Complexity and Scale

What's the relationship between complexity and scale? Is there no relation between the two concepts when it comes to software architecture — your software either scales up or it doesn't? I think the opposite is true. There is no technology that encases our existing software systems and presents the owners with a scale button. That doesn't stop us from trying, and the results are mixed. That's not surprising, however. The successful software scaling operations typically involve a simpler business domain. That's not to say it's impossible to scale up complex software systems — Facebook has an incredibly complex business domain and I think it's safe to say they know how to scale up their systems. They're also a good example of how the two ideas are bound together. Facebook has a lot of knowledge about, and spends a lot of effort on, large-scale software.

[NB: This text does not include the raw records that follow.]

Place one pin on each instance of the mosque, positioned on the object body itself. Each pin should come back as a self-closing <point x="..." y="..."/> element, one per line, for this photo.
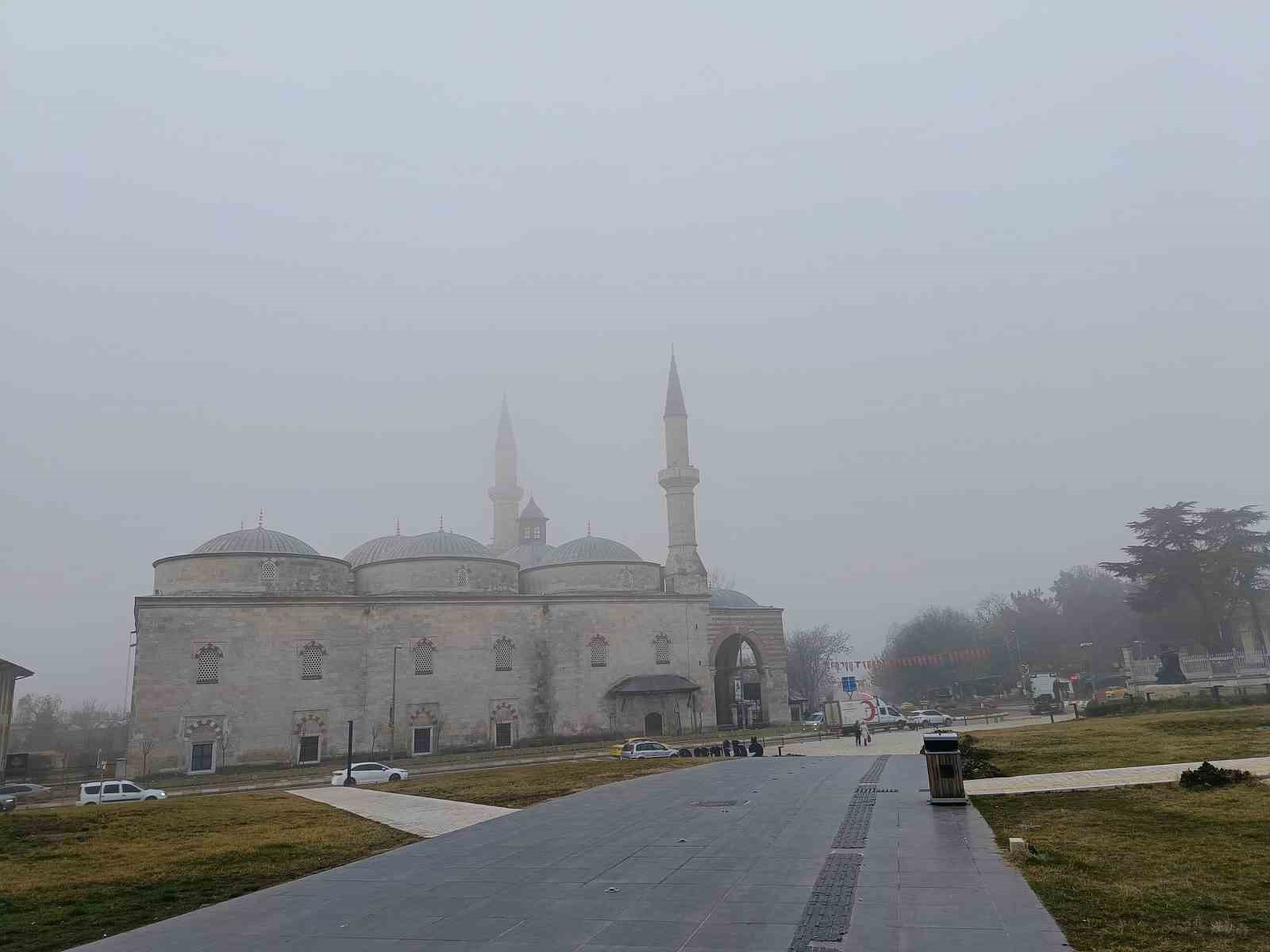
<point x="254" y="647"/>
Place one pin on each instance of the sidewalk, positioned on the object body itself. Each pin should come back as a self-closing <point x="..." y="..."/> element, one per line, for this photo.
<point x="1114" y="777"/>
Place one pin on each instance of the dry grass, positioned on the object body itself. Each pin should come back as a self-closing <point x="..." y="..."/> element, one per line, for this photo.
<point x="71" y="875"/>
<point x="1136" y="740"/>
<point x="1147" y="869"/>
<point x="525" y="786"/>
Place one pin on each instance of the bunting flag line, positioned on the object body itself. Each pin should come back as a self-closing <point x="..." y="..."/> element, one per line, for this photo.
<point x="874" y="664"/>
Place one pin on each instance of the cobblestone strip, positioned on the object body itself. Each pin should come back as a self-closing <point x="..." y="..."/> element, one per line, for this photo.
<point x="827" y="916"/>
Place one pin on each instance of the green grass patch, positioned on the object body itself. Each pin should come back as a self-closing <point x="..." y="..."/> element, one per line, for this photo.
<point x="524" y="786"/>
<point x="1147" y="869"/>
<point x="1090" y="744"/>
<point x="71" y="875"/>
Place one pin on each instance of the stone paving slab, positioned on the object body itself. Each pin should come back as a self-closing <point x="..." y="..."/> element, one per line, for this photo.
<point x="423" y="816"/>
<point x="1113" y="777"/>
<point x="639" y="866"/>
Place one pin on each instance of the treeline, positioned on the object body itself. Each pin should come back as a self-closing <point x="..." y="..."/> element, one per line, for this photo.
<point x="1193" y="581"/>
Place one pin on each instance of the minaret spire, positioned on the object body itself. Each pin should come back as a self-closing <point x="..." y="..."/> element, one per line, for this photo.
<point x="505" y="494"/>
<point x="683" y="569"/>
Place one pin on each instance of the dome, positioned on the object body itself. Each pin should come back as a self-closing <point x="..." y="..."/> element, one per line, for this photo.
<point x="529" y="554"/>
<point x="730" y="598"/>
<point x="258" y="539"/>
<point x="592" y="549"/>
<point x="375" y="551"/>
<point x="429" y="545"/>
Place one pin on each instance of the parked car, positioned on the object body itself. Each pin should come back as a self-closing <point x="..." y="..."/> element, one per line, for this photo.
<point x="641" y="749"/>
<point x="22" y="790"/>
<point x="616" y="749"/>
<point x="368" y="772"/>
<point x="929" y="719"/>
<point x="116" y="793"/>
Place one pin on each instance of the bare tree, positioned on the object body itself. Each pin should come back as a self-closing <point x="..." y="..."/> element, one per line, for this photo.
<point x="722" y="579"/>
<point x="810" y="653"/>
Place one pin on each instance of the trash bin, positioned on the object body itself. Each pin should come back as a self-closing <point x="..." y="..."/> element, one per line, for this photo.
<point x="944" y="767"/>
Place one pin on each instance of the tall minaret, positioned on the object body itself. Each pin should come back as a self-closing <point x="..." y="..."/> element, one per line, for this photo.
<point x="505" y="494"/>
<point x="683" y="569"/>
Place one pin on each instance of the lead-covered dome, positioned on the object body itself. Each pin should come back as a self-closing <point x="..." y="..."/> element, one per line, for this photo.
<point x="258" y="539"/>
<point x="730" y="598"/>
<point x="592" y="549"/>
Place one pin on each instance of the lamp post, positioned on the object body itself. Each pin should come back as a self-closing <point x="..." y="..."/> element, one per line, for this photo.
<point x="393" y="708"/>
<point x="1094" y="677"/>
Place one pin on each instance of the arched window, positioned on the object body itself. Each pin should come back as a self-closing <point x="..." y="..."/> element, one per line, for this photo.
<point x="503" y="649"/>
<point x="423" y="651"/>
<point x="209" y="670"/>
<point x="310" y="662"/>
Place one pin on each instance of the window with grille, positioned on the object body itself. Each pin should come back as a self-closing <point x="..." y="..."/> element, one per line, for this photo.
<point x="209" y="659"/>
<point x="423" y="651"/>
<point x="310" y="662"/>
<point x="503" y="654"/>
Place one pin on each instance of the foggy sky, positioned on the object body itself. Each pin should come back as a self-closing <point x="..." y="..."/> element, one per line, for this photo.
<point x="956" y="291"/>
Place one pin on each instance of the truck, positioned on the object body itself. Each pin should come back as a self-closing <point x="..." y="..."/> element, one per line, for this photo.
<point x="869" y="710"/>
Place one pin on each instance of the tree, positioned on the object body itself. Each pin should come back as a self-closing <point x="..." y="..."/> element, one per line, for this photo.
<point x="1208" y="564"/>
<point x="810" y="657"/>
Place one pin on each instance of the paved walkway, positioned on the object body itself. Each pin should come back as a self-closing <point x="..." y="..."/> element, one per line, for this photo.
<point x="728" y="856"/>
<point x="1114" y="777"/>
<point x="423" y="816"/>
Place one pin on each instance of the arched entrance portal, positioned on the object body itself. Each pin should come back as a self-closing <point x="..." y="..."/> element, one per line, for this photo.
<point x="738" y="682"/>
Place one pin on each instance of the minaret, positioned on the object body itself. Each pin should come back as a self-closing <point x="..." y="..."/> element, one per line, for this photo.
<point x="683" y="569"/>
<point x="505" y="494"/>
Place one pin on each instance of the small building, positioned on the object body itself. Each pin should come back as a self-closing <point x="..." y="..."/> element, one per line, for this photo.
<point x="10" y="674"/>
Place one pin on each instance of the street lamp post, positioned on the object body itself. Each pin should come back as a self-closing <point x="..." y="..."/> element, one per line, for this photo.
<point x="393" y="708"/>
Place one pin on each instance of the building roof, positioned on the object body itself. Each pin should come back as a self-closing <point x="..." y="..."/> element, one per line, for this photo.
<point x="730" y="598"/>
<point x="654" y="685"/>
<point x="594" y="549"/>
<point x="429" y="545"/>
<point x="533" y="511"/>
<point x="529" y="554"/>
<point x="256" y="541"/>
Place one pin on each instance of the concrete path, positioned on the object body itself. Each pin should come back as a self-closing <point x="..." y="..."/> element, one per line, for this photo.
<point x="734" y="856"/>
<point x="423" y="816"/>
<point x="1113" y="777"/>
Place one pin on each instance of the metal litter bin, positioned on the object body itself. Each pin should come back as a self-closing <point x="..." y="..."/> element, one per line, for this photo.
<point x="944" y="767"/>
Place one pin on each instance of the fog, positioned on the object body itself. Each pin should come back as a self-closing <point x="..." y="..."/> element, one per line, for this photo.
<point x="954" y="291"/>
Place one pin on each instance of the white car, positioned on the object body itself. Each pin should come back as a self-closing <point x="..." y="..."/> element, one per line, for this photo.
<point x="368" y="772"/>
<point x="116" y="793"/>
<point x="647" y="748"/>
<point x="929" y="719"/>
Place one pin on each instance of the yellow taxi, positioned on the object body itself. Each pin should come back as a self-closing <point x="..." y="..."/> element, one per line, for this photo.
<point x="616" y="749"/>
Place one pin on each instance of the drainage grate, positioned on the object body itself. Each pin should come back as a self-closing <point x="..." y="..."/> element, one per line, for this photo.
<point x="827" y="914"/>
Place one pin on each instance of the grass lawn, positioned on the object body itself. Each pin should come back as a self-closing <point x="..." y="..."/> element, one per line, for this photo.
<point x="525" y="786"/>
<point x="71" y="875"/>
<point x="1147" y="869"/>
<point x="1134" y="740"/>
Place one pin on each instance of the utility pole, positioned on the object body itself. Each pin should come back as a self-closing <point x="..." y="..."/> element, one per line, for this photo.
<point x="393" y="708"/>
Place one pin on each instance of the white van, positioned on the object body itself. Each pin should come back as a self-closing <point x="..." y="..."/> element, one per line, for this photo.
<point x="116" y="793"/>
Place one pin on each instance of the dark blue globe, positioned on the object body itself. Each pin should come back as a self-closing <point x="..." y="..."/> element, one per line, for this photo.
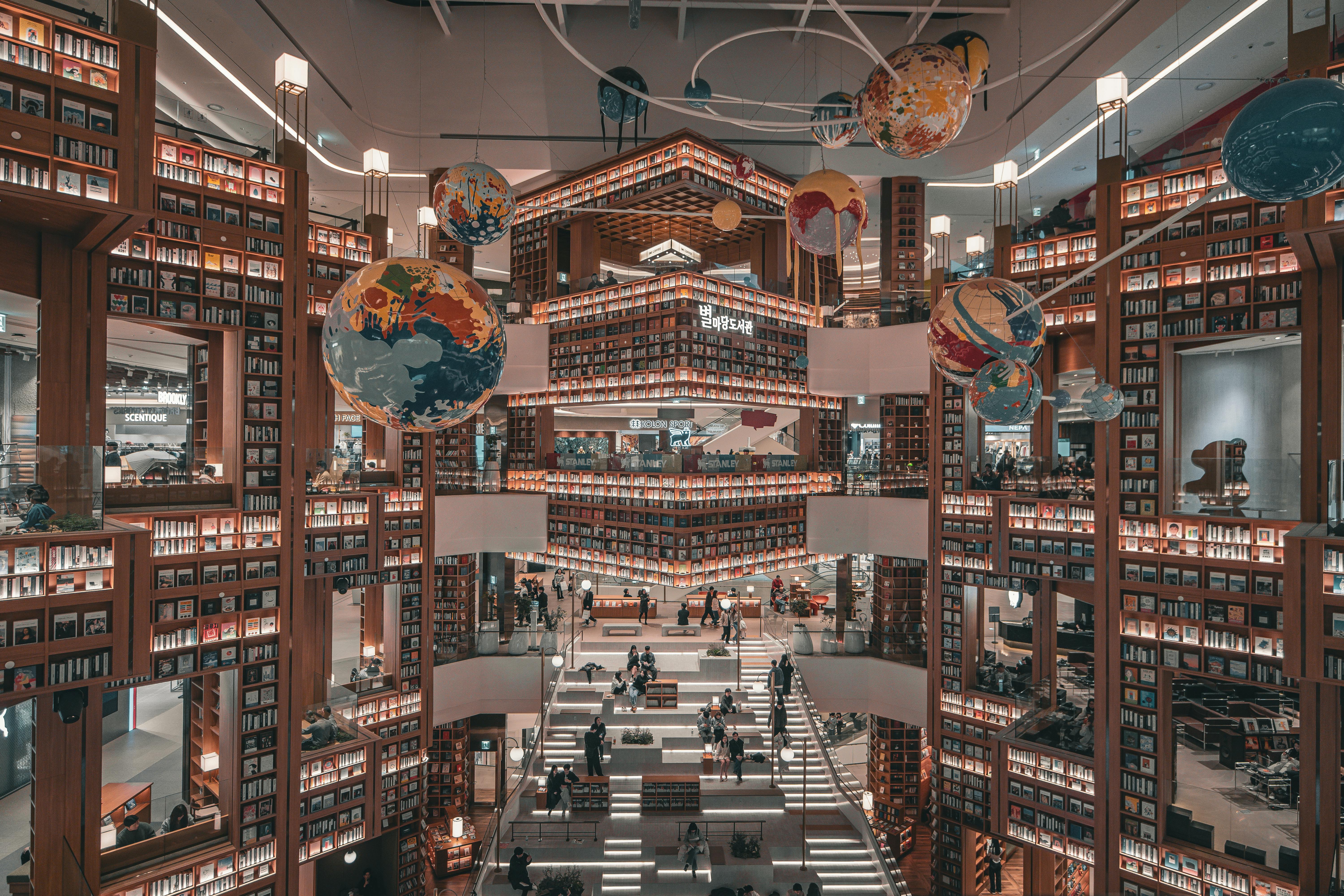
<point x="1290" y="142"/>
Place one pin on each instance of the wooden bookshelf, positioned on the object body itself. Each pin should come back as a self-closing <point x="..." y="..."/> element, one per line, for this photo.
<point x="670" y="795"/>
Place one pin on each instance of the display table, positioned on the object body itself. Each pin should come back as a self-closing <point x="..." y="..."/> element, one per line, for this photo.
<point x="450" y="855"/>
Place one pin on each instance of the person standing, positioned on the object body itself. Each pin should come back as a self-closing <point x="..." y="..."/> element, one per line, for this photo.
<point x="997" y="866"/>
<point x="518" y="877"/>
<point x="593" y="750"/>
<point x="737" y="752"/>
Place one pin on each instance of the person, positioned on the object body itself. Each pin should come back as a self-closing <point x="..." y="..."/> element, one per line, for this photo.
<point x="319" y="733"/>
<point x="38" y="511"/>
<point x="134" y="832"/>
<point x="593" y="750"/>
<point x="705" y="727"/>
<point x="997" y="866"/>
<point x="721" y="756"/>
<point x="518" y="877"/>
<point x="644" y="605"/>
<point x="553" y="789"/>
<point x="588" y="609"/>
<point x="691" y="848"/>
<point x="1058" y="218"/>
<point x="737" y="752"/>
<point x="177" y="820"/>
<point x="787" y="671"/>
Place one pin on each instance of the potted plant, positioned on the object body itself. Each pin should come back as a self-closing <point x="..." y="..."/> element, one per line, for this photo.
<point x="561" y="881"/>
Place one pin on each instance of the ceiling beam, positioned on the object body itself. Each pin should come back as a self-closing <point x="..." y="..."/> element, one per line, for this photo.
<point x="802" y="19"/>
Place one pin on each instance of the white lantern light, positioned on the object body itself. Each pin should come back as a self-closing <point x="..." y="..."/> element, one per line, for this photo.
<point x="1112" y="89"/>
<point x="377" y="162"/>
<point x="1006" y="174"/>
<point x="291" y="70"/>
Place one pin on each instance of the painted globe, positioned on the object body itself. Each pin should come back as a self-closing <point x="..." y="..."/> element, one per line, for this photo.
<point x="972" y="50"/>
<point x="697" y="93"/>
<point x="924" y="108"/>
<point x="970" y="327"/>
<point x="618" y="103"/>
<point x="1103" y="402"/>
<point x="1005" y="392"/>
<point x="826" y="211"/>
<point x="842" y="134"/>
<point x="1286" y="143"/>
<point x="474" y="203"/>
<point x="413" y="345"/>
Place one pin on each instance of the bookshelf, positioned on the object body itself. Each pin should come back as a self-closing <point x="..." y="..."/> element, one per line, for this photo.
<point x="900" y="604"/>
<point x="670" y="793"/>
<point x="455" y="604"/>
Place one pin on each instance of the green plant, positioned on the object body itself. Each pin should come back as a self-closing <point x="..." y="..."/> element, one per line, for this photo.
<point x="636" y="735"/>
<point x="561" y="881"/>
<point x="744" y="847"/>
<point x="73" y="523"/>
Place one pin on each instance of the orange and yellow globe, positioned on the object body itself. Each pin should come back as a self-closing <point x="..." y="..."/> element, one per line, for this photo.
<point x="413" y="345"/>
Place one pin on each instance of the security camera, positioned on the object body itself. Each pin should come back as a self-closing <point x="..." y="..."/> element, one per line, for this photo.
<point x="69" y="704"/>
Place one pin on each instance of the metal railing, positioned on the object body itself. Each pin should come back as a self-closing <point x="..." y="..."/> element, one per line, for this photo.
<point x="849" y="788"/>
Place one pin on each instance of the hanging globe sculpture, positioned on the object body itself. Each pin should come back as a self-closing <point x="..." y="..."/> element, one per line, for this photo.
<point x="1005" y="392"/>
<point x="413" y="345"/>
<point x="726" y="214"/>
<point x="1103" y="402"/>
<point x="842" y="134"/>
<point x="970" y="327"/>
<point x="616" y="103"/>
<point x="924" y="108"/>
<point x="698" y="93"/>
<point x="826" y="211"/>
<point x="474" y="203"/>
<point x="1286" y="143"/>
<point x="972" y="50"/>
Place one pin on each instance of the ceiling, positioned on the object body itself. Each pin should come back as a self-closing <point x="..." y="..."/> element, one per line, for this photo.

If you work in a more realistically-sized software shop, you probably work with folks who are software developers, who also know a thing or two about scaling software systems to meet the demands of its users. But you probably don't work next to a dedicated team of scaling experts. Instead, I think the vast majority of development shops are focused on their product. Making something usable that customers can actually get the hang of. So right up front, during the software design phase, the concept of complexity and scale are tied to one another. Complexity, as far as the user perceives your product, will drive them away. Less users right off the bat reduces the likelihood of ever having to scale up your operation.

But let's think about how complexity impacts the practicality of scaling a software system to never-before-seen traffic volumes. Suppose the system we're scaling up isn't complex — it doesn't have many moving parts. And so the team goes through the exercise of deploying the system to meet the demand of progressively higher levels of traffic. Things start to break, but the team is able to quickly identify and resolve the issues. It all goes well, we're able to scale up our software system. What do you think, will it work as expected if we add another feature? How about two more?

I don't think the question is in how many features does it take to bring down a previously scalable system, but rather, how unpredictable is that number? The underlying infrastructure that enables our software to scale is bound to one or more generic usage patterns exhibited by the application. When you disrupt that pattern with complexity, you disrupt the scaling equilibrium.